The volunteers posted a notice on the association’s WeChat public account, and then created three WeChat groups for stranded pet owners that filled up within minutes. Anyone who had a pet in need of saving in the city was asked to fill out a form providing their address, and the volunteers then went round to all the apartments in the list, while of course wearing masks to prevent infection. Getting in to the residential compounds was often tough, and in some cases it was necessary for the pet-owners to contact the property management and explain the situation. Security guards would take the volunteers’ temperature before letting them enter the compounds.
According to the report, the association provided food and drink to the animals for free, but the pet-owners were asked to pay back the cost of changing the locks of their flats after the volunteers had broken in.

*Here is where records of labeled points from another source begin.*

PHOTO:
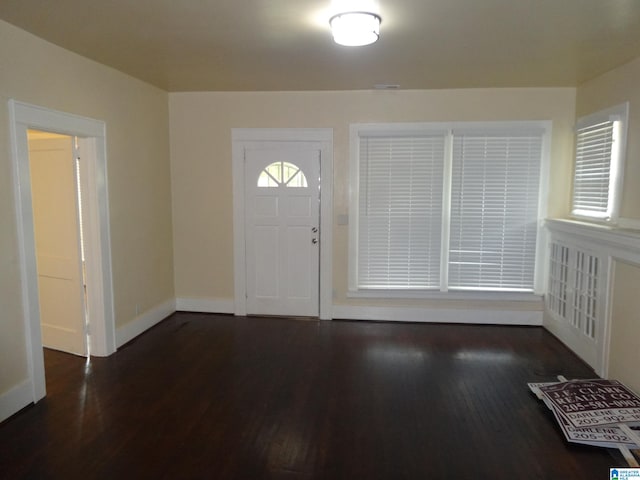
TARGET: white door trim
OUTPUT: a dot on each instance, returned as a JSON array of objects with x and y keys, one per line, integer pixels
[
  {"x": 242, "y": 137},
  {"x": 22, "y": 117}
]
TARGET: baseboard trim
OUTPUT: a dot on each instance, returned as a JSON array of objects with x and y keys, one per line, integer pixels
[
  {"x": 439, "y": 315},
  {"x": 205, "y": 305},
  {"x": 142, "y": 323},
  {"x": 15, "y": 399}
]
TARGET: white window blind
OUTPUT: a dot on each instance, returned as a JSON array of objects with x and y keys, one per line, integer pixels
[
  {"x": 592, "y": 176},
  {"x": 494, "y": 210},
  {"x": 400, "y": 211}
]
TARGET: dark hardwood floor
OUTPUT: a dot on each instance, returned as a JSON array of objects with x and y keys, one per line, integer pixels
[{"x": 212, "y": 396}]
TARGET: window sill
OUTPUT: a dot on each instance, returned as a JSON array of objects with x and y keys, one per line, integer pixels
[
  {"x": 437, "y": 295},
  {"x": 614, "y": 238}
]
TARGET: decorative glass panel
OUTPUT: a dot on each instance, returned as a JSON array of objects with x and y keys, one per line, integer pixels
[{"x": 280, "y": 174}]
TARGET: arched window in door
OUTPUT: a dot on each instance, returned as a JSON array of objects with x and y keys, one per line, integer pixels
[{"x": 283, "y": 174}]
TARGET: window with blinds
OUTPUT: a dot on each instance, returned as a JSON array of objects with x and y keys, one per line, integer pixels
[
  {"x": 445, "y": 208},
  {"x": 494, "y": 210},
  {"x": 598, "y": 163},
  {"x": 400, "y": 211}
]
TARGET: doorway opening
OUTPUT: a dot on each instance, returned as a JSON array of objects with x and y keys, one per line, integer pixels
[
  {"x": 57, "y": 177},
  {"x": 91, "y": 141}
]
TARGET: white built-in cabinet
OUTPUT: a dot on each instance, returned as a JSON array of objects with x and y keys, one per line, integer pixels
[{"x": 579, "y": 278}]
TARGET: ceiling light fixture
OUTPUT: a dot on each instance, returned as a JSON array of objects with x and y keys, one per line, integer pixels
[{"x": 354, "y": 29}]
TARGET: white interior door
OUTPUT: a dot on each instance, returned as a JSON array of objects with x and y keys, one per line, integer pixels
[
  {"x": 57, "y": 236},
  {"x": 282, "y": 221}
]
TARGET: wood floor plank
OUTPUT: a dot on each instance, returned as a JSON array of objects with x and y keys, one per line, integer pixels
[{"x": 214, "y": 396}]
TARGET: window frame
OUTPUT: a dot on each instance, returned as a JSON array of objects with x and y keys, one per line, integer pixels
[
  {"x": 448, "y": 128},
  {"x": 616, "y": 177}
]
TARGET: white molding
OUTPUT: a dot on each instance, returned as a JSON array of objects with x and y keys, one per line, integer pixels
[
  {"x": 440, "y": 315},
  {"x": 446, "y": 295},
  {"x": 629, "y": 223},
  {"x": 23, "y": 116},
  {"x": 205, "y": 305},
  {"x": 242, "y": 137},
  {"x": 144, "y": 322},
  {"x": 606, "y": 240},
  {"x": 15, "y": 399}
]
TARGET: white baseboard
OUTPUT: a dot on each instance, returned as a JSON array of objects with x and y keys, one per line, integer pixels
[
  {"x": 205, "y": 305},
  {"x": 142, "y": 323},
  {"x": 438, "y": 315},
  {"x": 15, "y": 399}
]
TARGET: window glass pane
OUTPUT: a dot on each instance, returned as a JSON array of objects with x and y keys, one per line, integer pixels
[
  {"x": 592, "y": 174},
  {"x": 494, "y": 211},
  {"x": 282, "y": 173},
  {"x": 400, "y": 212}
]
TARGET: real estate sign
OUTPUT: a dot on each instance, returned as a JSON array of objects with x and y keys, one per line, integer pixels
[{"x": 593, "y": 403}]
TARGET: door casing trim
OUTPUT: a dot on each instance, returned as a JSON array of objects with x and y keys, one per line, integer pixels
[
  {"x": 92, "y": 136},
  {"x": 244, "y": 137}
]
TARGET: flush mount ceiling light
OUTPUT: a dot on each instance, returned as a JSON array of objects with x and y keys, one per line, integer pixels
[{"x": 354, "y": 29}]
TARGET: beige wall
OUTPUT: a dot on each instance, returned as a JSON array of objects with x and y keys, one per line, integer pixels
[
  {"x": 624, "y": 359},
  {"x": 201, "y": 166},
  {"x": 613, "y": 88},
  {"x": 136, "y": 116}
]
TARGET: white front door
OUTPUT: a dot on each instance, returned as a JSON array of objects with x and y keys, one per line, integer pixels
[
  {"x": 57, "y": 235},
  {"x": 282, "y": 221}
]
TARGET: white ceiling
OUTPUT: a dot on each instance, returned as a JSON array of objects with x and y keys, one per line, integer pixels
[{"x": 239, "y": 45}]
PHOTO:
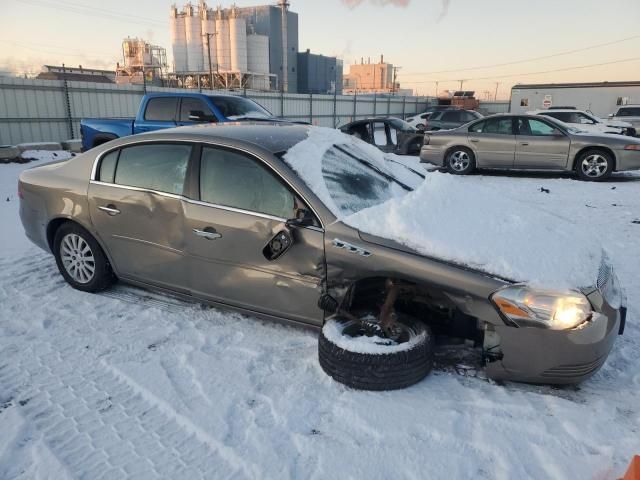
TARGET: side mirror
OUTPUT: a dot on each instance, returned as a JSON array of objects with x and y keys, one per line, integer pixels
[
  {"x": 200, "y": 116},
  {"x": 304, "y": 218}
]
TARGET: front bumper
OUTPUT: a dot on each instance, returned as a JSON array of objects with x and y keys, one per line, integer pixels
[{"x": 538, "y": 355}]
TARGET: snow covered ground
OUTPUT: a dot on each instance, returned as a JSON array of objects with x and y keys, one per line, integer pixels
[{"x": 130, "y": 384}]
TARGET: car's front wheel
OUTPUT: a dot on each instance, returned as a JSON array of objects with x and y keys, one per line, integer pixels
[
  {"x": 80, "y": 259},
  {"x": 594, "y": 165},
  {"x": 356, "y": 354},
  {"x": 460, "y": 161}
]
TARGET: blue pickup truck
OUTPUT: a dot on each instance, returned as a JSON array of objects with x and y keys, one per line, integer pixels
[{"x": 166, "y": 110}]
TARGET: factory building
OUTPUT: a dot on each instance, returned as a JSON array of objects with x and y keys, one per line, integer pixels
[
  {"x": 236, "y": 47},
  {"x": 319, "y": 74}
]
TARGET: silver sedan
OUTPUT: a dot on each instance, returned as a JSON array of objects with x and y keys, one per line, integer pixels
[{"x": 530, "y": 142}]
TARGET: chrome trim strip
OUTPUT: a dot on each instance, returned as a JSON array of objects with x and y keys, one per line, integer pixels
[
  {"x": 350, "y": 247},
  {"x": 193, "y": 143},
  {"x": 198, "y": 202}
]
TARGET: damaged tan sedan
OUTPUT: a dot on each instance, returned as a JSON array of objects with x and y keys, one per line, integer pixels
[{"x": 244, "y": 217}]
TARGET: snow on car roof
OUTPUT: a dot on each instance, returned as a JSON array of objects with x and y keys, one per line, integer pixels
[{"x": 479, "y": 222}]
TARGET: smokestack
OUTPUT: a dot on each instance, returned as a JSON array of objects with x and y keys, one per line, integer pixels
[{"x": 284, "y": 5}]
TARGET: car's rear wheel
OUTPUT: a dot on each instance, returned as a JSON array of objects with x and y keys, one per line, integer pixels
[
  {"x": 80, "y": 259},
  {"x": 594, "y": 165},
  {"x": 460, "y": 161},
  {"x": 359, "y": 357}
]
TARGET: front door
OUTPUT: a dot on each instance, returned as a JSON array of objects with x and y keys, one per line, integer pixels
[
  {"x": 493, "y": 142},
  {"x": 540, "y": 145},
  {"x": 243, "y": 205},
  {"x": 136, "y": 208}
]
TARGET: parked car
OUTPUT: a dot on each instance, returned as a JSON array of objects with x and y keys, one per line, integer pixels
[
  {"x": 448, "y": 119},
  {"x": 167, "y": 110},
  {"x": 419, "y": 120},
  {"x": 530, "y": 142},
  {"x": 389, "y": 134},
  {"x": 254, "y": 216},
  {"x": 628, "y": 113},
  {"x": 587, "y": 121}
]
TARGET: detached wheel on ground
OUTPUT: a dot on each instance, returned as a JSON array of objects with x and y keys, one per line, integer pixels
[
  {"x": 594, "y": 165},
  {"x": 356, "y": 355},
  {"x": 460, "y": 161},
  {"x": 80, "y": 259}
]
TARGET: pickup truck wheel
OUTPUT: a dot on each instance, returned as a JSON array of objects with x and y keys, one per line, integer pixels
[
  {"x": 353, "y": 355},
  {"x": 80, "y": 259}
]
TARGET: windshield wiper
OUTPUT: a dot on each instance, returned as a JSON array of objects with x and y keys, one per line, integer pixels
[{"x": 385, "y": 175}]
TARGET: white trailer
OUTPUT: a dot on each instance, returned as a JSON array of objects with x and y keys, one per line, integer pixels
[{"x": 600, "y": 98}]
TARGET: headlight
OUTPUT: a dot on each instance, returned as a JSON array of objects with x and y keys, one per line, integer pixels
[{"x": 525, "y": 306}]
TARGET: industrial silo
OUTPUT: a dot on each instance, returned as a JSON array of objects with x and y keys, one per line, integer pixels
[
  {"x": 193, "y": 27},
  {"x": 238, "y": 41},
  {"x": 222, "y": 40},
  {"x": 258, "y": 53},
  {"x": 178, "y": 40},
  {"x": 208, "y": 31}
]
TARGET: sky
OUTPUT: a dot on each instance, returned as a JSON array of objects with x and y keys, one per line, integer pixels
[{"x": 484, "y": 43}]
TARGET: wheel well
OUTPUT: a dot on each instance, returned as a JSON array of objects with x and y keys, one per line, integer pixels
[
  {"x": 52, "y": 228},
  {"x": 598, "y": 148},
  {"x": 427, "y": 304}
]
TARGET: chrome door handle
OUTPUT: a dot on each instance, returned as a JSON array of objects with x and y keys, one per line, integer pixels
[
  {"x": 206, "y": 234},
  {"x": 111, "y": 210}
]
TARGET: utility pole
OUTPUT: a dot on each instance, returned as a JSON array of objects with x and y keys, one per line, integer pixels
[
  {"x": 395, "y": 77},
  {"x": 208, "y": 37}
]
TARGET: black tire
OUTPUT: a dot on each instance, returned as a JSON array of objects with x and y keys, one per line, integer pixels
[
  {"x": 102, "y": 276},
  {"x": 460, "y": 161},
  {"x": 384, "y": 371},
  {"x": 594, "y": 165}
]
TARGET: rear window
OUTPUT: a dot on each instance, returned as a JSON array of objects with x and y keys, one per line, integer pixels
[{"x": 161, "y": 109}]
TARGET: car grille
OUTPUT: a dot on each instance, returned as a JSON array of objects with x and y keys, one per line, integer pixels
[{"x": 577, "y": 370}]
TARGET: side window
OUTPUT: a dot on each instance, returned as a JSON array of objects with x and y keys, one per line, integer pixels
[
  {"x": 108, "y": 167},
  {"x": 161, "y": 167},
  {"x": 539, "y": 128},
  {"x": 379, "y": 134},
  {"x": 190, "y": 104},
  {"x": 477, "y": 127},
  {"x": 500, "y": 126},
  {"x": 161, "y": 109},
  {"x": 233, "y": 179}
]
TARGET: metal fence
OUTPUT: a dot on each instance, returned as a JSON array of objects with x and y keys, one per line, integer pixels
[{"x": 50, "y": 110}]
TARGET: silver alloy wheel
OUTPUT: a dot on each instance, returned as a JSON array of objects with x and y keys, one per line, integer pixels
[
  {"x": 459, "y": 160},
  {"x": 594, "y": 165},
  {"x": 77, "y": 258}
]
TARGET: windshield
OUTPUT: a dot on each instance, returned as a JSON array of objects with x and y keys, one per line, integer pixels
[
  {"x": 235, "y": 108},
  {"x": 401, "y": 125},
  {"x": 350, "y": 175}
]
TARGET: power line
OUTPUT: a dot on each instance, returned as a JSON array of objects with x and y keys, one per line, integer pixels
[
  {"x": 533, "y": 59},
  {"x": 626, "y": 60}
]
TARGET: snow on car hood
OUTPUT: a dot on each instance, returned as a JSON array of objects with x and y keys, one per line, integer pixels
[{"x": 472, "y": 221}]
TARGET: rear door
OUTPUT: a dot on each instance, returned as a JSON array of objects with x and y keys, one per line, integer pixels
[
  {"x": 136, "y": 207},
  {"x": 540, "y": 145},
  {"x": 159, "y": 113},
  {"x": 493, "y": 142},
  {"x": 243, "y": 205}
]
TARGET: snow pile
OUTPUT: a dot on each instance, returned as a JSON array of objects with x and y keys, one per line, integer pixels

A week after the lockdown began, a total of 200 pets had already been saved by the group, the vast majority of them cats. By avoiding that the pets should die and then decompose alone in their homes, they also helped prevent another threat to public health.
It is probable that other groups of volunteers, perhaps not linked to any formal organization, have also been trying to save trapped pets around the city. A few days after the Red Star News report, Reuters reported on what appears to be a different group of people engaged in the same activity.
In all the cases of grassroots volunteering described above, China’s social media apps, and particularly WeChat, have been an invaluable tool for people to organise and network. The hearing-impaired volunteers and the pet rescuers came together around two small nonprofit entities that already existed in Wuhan, and used WeChat to reach the people who were in need of their assistance. The team of volunteers that fundraised to buy sanitary products for the female medical staff on the frontline came together for the occasion, after a notice on Weibo had been met with pleas for help. Even in this difficult time, with a city and province under lockdown, civil society has not stopped finding new ways to assist vulnerable groups whose needs may not be met through official channels.